I started this blog in late 2011 and found two posts: 2012 and 2013. The second was essentially a repeat of the first.
This post has some from those and some new thoughts…
As another anniversary of 9/11 comes, I realize the events of September 11 are never something that requires any effort for me to remember. The words “September 11” always bring a flood of memories.
Like most people, I’ll never forget where I was when I heard, as well as many details from that day and the days, weeks, and months that followed.
I was in New York City when the planes struck. I was at a breakfast meeting in midtown, a few miles north of the towers. I was eating with a gentleman whose daughter worked in (and thank goodness escaped from) the towers. I won’t forget his panic as we heard the news and he told me about his daughter.
I’ve got my own story from that day. It’s a story of fear, confusion, and mostly sadness, but as my good fortune would have it, it’s not one that includes the loss of a loved one.
Every September 11, I attend the memorial service in my town. I’ll do that again today. One young man from our town perished in the towers. I didn’t know Chris, but 18 years later—18 memorial services later—I feel like I did know him.
In the summer of 2017, I went to the 9/11 Museum. It’s an incredible place. I believe it’s very important for tourists, and for people too young to remember September 11, 2001.

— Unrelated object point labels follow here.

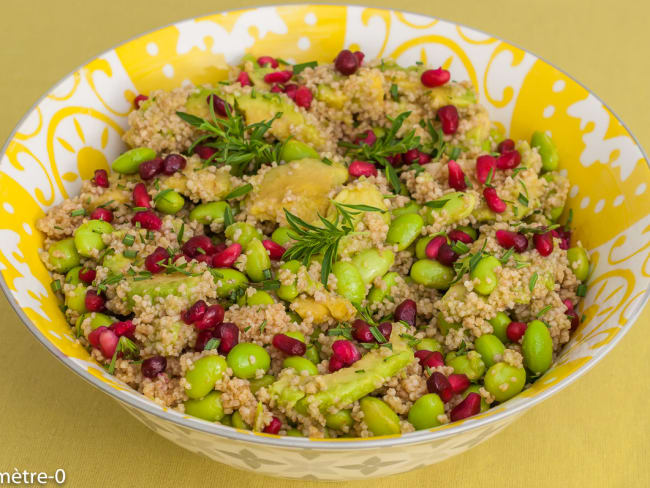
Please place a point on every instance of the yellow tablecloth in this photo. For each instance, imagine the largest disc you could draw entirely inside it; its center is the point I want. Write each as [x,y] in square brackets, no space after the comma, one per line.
[595,433]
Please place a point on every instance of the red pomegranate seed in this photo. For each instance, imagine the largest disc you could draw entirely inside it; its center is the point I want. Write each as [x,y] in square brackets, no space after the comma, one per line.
[509,160]
[484,164]
[362,168]
[101,178]
[101,213]
[87,275]
[346,63]
[147,220]
[494,202]
[345,351]
[289,345]
[468,407]
[153,366]
[154,260]
[151,168]
[435,77]
[459,382]
[448,116]
[276,251]
[543,243]
[515,331]
[439,384]
[137,101]
[433,247]
[264,60]
[278,76]
[94,302]
[406,311]
[274,426]
[227,257]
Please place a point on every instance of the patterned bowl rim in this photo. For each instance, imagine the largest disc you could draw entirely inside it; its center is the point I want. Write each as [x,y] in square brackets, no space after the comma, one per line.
[417,437]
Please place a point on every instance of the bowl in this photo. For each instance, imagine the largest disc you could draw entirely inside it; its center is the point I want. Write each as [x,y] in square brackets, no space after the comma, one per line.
[76,126]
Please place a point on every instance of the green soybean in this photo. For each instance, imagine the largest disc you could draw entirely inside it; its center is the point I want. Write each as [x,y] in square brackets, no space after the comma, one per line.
[537,347]
[425,411]
[379,417]
[207,408]
[129,162]
[63,255]
[246,358]
[504,381]
[205,373]
[432,274]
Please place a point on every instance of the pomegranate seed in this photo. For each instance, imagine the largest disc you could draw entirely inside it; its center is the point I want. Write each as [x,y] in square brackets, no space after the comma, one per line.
[509,160]
[137,101]
[195,312]
[446,255]
[362,168]
[303,97]
[439,384]
[173,163]
[276,251]
[274,426]
[94,302]
[149,169]
[494,202]
[484,164]
[346,352]
[543,243]
[289,345]
[448,116]
[229,335]
[227,257]
[264,60]
[101,178]
[278,76]
[153,366]
[506,145]
[406,312]
[433,247]
[101,213]
[468,407]
[515,331]
[435,77]
[154,260]
[87,275]
[346,63]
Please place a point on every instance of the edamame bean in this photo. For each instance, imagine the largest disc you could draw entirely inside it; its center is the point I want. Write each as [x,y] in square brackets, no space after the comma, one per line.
[432,274]
[379,417]
[293,150]
[206,213]
[425,411]
[489,346]
[537,347]
[504,381]
[88,236]
[208,408]
[205,372]
[404,230]
[300,364]
[547,150]
[578,262]
[169,202]
[484,271]
[349,282]
[63,255]
[246,358]
[128,163]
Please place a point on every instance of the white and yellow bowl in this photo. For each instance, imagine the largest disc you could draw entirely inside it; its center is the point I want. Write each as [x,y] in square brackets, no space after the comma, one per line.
[75,128]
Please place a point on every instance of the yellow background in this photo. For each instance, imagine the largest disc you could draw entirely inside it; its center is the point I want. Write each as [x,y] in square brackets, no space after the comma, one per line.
[595,433]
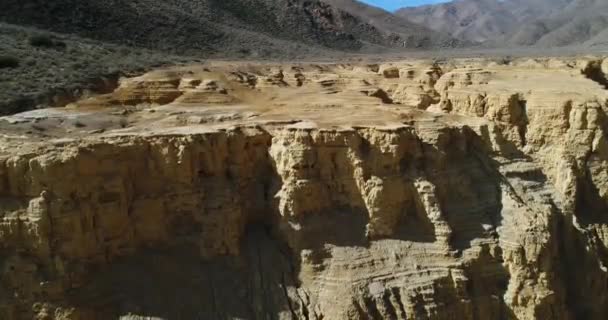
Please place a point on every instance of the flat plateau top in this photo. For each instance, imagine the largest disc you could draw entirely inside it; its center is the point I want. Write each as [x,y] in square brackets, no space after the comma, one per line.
[331,96]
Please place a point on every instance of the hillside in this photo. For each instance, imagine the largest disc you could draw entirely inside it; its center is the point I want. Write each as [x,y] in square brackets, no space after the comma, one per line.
[83,41]
[544,23]
[212,26]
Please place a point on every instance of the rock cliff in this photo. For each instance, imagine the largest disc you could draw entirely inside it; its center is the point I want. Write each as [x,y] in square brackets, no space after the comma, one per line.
[464,189]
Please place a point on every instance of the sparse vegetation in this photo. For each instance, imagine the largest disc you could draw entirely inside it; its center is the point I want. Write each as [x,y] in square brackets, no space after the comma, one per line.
[46,41]
[8,62]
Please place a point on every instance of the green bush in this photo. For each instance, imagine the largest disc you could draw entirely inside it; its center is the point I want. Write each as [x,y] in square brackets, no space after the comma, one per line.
[8,62]
[46,41]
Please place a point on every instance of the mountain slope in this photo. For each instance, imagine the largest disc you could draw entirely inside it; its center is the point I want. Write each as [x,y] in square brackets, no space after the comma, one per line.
[101,38]
[547,23]
[205,25]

I don’t particularly recommend it to anyone who was as close as I was to the events of September 11—and I wasn’t that close! I went there fully expecting to be deeply impacted by the experience. Instead, I found myself not interested in reading, watching videos, and looking at firetrucks, ambulances, and other paraphernalia from that day, nearly all of which I had already seen many times in and on the news in the days, weeks, and months after September 11, 2001. I couldn’t get out of there fast enough.
To be clear, I strongly recommend that everyone pay a visit to the national 9/11 Memorial, where the museum is located. It’s an incredibly powerful, poignant structure, which I have been to several times.
If you lost a loved one on September 11, I wish you personal peace. And I hope we can all experience peace in our time.